Speaking at a public lecture at the Kwame Nkrumah University of Science and Technology (KNUST) on Thursday (August 11, 2022), the IGP said the initiative is to compensate the family for the loss of their kin.
He explained that the move is part of measures to encourage officers to deliver their best.
“We have provisionalise the environment to the level that when you [an officer] die in the line of duty with all the courtesy that we give, we also open the opportunity for a child of yours or a brother who is qualified to be recruited to take your place.
“The relative will continue the works that you couldn’t finish because of your untimely death in the line of duty.
So it will be a way of pacifying the family for their loss,” he said on Thursday.
He further noted that the objective is to transform the Service into an efficient one.
The public lecture was on the theme: “Changing face of policing in Ghana: expectations and the role of the university community.”
It was organised in partnership with the Faculty of Social Sciences of the KNUST.
In building a new image for the service, the IGP said the police service has mounted a strategic intervention policy “to turn around the corner” and build on the successes of its forebears.
It involves building a vigorous, pragmatic transformation and becoming the best institution in Ghana and a reference point to the rest of the world.

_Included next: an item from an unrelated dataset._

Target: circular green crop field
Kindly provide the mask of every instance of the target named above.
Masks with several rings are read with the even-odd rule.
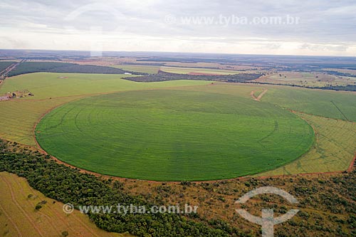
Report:
[[[49,154],[98,173],[157,181],[234,178],[305,153],[314,132],[275,105],[184,90],[125,92],[59,107],[38,124]]]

According to him, the numerous challenges confronting the Service will not deter him from achieving that goal.
“We want a police service of the people, by the people and for the people.
We want to make the Service the best institution in the country and a reference point in the world,” he noted.
Dr Dampare also urged the public to criticise the Police but do so constructively since destructive criticisms could destroy the morale of the officers.
“Criticise us but please do so constructively so that the men and women of the service are not demoralised,” he said.